On examples, Anthropic advises against stuffing a list of every edge case into a prompt. Instead, "curate a set of diverse, canonical examples that effectively portray the expected behavior of the agent." For an LLM, they write, "examples are the pictures worth a thousand words."

What OpenAI says¶

OpenAI's practical guide to building agents (April 2025) frames instructions as one of three foundational components alongside models and tools. Their guidance: "every step in your routine corresponds to a specific action or output." Being explicit about the action, and even the wording of a user-facing message, "leaves less room for errors in interpretation."

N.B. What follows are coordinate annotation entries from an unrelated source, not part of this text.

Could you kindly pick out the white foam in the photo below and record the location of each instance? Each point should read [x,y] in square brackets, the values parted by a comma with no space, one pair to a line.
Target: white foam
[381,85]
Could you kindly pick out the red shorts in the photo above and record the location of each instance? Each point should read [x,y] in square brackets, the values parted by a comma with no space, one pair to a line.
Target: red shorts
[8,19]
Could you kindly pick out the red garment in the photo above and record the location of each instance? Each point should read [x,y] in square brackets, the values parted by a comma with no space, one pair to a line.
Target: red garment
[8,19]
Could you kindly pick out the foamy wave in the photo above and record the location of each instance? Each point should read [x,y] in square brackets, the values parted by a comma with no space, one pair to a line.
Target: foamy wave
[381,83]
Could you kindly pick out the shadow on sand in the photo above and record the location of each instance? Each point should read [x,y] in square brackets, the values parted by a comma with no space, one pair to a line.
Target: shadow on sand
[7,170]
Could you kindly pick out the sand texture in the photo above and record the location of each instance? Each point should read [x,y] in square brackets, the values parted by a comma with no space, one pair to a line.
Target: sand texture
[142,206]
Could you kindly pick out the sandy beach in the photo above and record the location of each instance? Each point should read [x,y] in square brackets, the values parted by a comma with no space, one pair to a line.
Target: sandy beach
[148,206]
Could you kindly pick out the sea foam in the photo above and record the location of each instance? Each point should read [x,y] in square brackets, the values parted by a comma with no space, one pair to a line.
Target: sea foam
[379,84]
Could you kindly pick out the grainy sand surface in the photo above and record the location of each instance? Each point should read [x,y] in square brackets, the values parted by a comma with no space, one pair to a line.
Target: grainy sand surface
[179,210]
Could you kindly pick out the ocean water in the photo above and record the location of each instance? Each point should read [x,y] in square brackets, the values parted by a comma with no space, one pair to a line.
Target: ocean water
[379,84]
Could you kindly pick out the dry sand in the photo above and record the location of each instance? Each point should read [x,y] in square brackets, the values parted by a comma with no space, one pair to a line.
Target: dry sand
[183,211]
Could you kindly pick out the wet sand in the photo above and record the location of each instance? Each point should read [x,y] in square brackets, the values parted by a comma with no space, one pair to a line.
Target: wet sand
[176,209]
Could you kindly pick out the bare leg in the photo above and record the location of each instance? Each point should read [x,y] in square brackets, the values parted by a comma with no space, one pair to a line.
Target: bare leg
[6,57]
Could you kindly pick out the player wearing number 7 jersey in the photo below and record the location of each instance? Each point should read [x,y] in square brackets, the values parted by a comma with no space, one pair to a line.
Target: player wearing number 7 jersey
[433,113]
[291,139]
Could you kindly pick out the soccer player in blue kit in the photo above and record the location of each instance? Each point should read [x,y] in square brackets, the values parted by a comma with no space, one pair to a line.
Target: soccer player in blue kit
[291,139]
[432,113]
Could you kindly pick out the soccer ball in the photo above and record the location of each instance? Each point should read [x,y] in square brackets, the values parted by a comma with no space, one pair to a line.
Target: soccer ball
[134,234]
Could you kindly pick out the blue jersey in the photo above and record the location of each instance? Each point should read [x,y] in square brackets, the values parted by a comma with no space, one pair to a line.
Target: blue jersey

On edge cases: "A robust routine anticipates common variations and includes instructions on how to handle them with conditional steps or branches." They recommend writing instructions "as if teaching a human," and suggest using advanced models to automatically convert existing documents into structured agent instructions.

Their Codex prompting guide adds that instructions should be written "as if teaching a human who has no shared context," which parallels Jones's emphasis on self-containment.

Jones's assessment¶

Prompt craft is table stakes. Necessary but no longer differentiating. Jones compares it to ten-finger typing: once a professional differentiator, now simply assumed. The key limitation is that prompt craft was the whole game when AI interactions were synchronous and session-based. It breaks the moment agents start running for hours without checking in.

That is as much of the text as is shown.